Despite the fact that SPB v.1.0 follows closely the usage scenario for triplestores in BBC’s DSP incarnations, it is relevant to a wide range of media and publishing scenarios, where large volumes of “fast flowing” content need to be “dispatched” to serve various information needs of a huge number of consumers. The main challenges can be summarized as follows:
- The Triplestore is used as operational database serving a massive number of read queries (hundreds of queries per second) in parallel with tens of update transactions per second. Transactions need to be handled instantly and in a reliable and consistent manner;
- Reasoning is needed to map content descriptions to queries in a flexible manner;
- There are specific requirements, such as efficient handling of full-text search, geo-spatial and temporal constraints.

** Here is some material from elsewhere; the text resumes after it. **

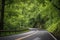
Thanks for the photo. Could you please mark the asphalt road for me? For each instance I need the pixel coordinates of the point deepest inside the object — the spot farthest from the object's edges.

SPB v.2.0 – steeper for the engines, closer to the publishers
We are in the final testing of the new version 2.0 of SPB. The benchmark has evolved to allow for retrieval of semantically relevant content in a more advanced manner and at the same time to demonstrate how triplestores can offer simplified and more efficient querying.
The major changes in SPB v.2.0 can be summarized as follows:
- Much bigger reference dataset: from 170 thousand to 22 million statements. Now it includes GeoNames data about all of Europe (around 7 million statements) and DBPedia data about companies, people and events (14 million statements). This way we can simulate media archives described against datasets with good global coverage for specific types of objects. Such large reference sets also provide a better testing ground for experiments with very large content archives – think of 50 million documents (1 billion statements) or more;
- Better interconnected reference data: more than 5 million links between entities, including 500,000 owl:sameAs links between DBPedia and Geonames descriptions. The latter evaluates the capabilities of the engine to deal with data coming from multiple sources, which use different identifiers for one and the same entity;
- Retrieval of relevant content through links in the reference data, including inferred ones. To this end it is important than SPB v.2.0 involves much more comprehensive inference, particularly with respect to transitive closure of parent-company and geographic nesting chains.